Também não basta parcelar e esquecer. A adesão exige comprovação de regularidade previdenciária, e o atraso de três parcelas seguidas ou seis alternadas suspende o acordo, com risco de o gestor responder por improbidade administrativa. Isso significa rigor com o eSocial e a DCTFWeb: folha transmitida com erro ou declaração sem pagamento vale como confissão de dívida, e dívida confessada sem pagamento é o caminho mais curto de volta à retenção. O mesmo cuidado vale para o Pasep. Os débitos da contribuição sobre receitas próprias não entram no parcelamento da emenda e precisam ser quitados ou negociados pelas vias comuns, sem o que o município segue irregular no CAUC.
A tese dos limites sofreu um golpe no STJ
Durante anos, as prefeituras recorreram à Justiça para que a União se abstivesse de reter quotas do FPM acima de 9% no caso de débitos consolidados e de 15% para as obrigações correntes líquidas, percentuais da Lei nº 9.639/98. Débito consolidado é o estoque acumulado, as contribuições vencidas no passado e já apuradas ou inscritas em dívida ativa. Obrigações correntes são as contribuições de cada mês, calculadas sobre a folha em curso. Os limites existiam para que a soma das duas cobranças não asfixiasse o caixa municipal, e os tribunais vinham concedendo liminares para travar as retenções nesses percentuais e mandar devolver o excedente.
Essa tese acaba de sofrer um golpe. A 1ª Seção do STJ, ao julgar o Tema 1.401 dos recursos repetitivos, decidiu por unanimidade que os limites de 9% da cota-parte e de 15% da Receita Corrente Líquida não se aplicam aos bloqueios do FPM feitos para quitar dívidas previdenciárias. Os ministros lembraram que o município é responsável por reter e repassar os valores descontados dos servidores, sob pena de apropriação indébita de recursos públicos. Como o julgamento se deu em repetitivo, vincula juízes e tribunais de todo o país.
A consequência prática é direta: a proteção do FPM deixou de ser uma aposta no Judiciário e passou a depender de organização. Quem aderir ao parcelamento especial, parcelar as competências novas e manter as obrigações do mês em dia não tem o que temer. Ao contencioso sobra um papel residual, o de discutir excessos de cálculo, cobranças em duplicidade, decadência e retenções sobre débitos já suspensos.
Precatórios: a proteção é só para quem está em dia
Nos precatórios, a EC 136 criou uma tabela que vincula o pagamento anual ao tamanho do estoque: quem deve até 15% da RCL paga 1% por ano, e o percentual sobe até 5% para quem deve mais de 85%. A contrapartida é dura. Se o município atrasa, as regras de limitação ficam suspensas, o Tribunal de Justiça pode sequestrar as contas, o ente perde o direito a transferências voluntárias e o prefeito responde por improbidade. Em outras palavras, o município inadimplente não consegue montar seu plano de pagamento e perde exatamente o benefício que a emenda criou.
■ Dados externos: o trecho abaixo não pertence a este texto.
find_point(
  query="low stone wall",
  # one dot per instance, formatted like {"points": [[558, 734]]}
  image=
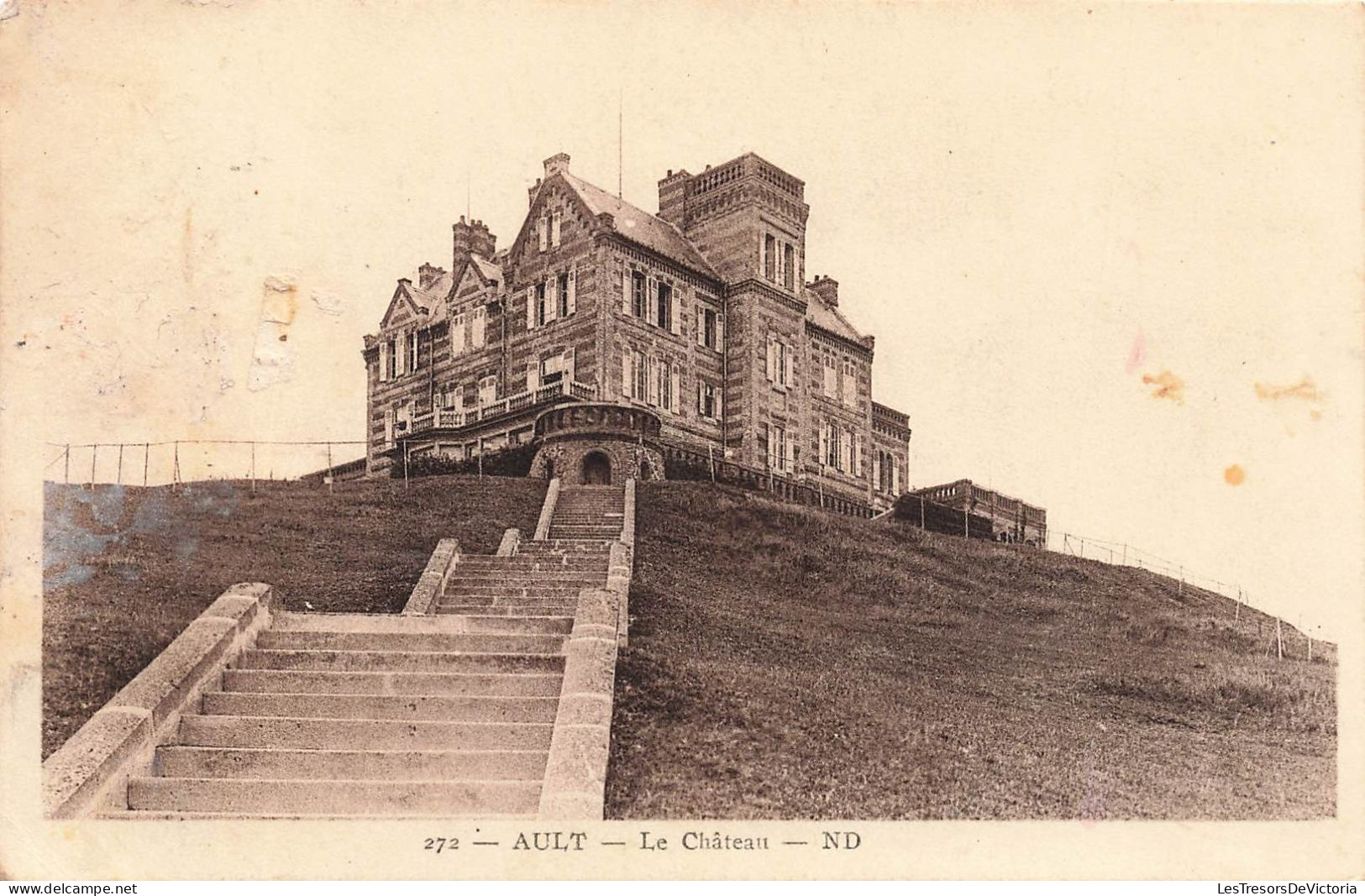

O Conselho Nacional de Justiça já disciplinou a transição. O Provimento nº 207/2025, da Corregedoria Nacional, permite revisar os planos de pagamento de 2025 mediante requerimento e exige, para a inclusão em novos planos, a comprovação de medidas concretas de redução do passivo. O artigo 7º do mesmo provimento autoriza readequar, a pedido do devedor, as cobranças pendentes de sequestros e parcelamentos antigos aos novos parâmetros constitucionais. Na mesma linha, o Enunciado nº 09 do FONAPREC, o Fórum Nacional de Precatórios, estabelece que a apresentação do plano anual de pagamento é obrigatória para os entes submetidos ao regime especial.
O instrumento já mostrou resultado. Em decisão liminar recente, o corregedor nacional de Justiça mandou um Tribunal de Justiça revisar o plano de pagamento de um município e reverter bloqueios feitos acima dos novos limites, citando expressamente o Provimento 207. O roteiro para as prefeituras é apresentar o plano anual no prazo, incluir os precatórios no orçamento até 1º de fevereiro, pedir formalmente a revisão do plano vigente e documentar tudo o que for feito para reduzir o estoque, como acordos com deságio.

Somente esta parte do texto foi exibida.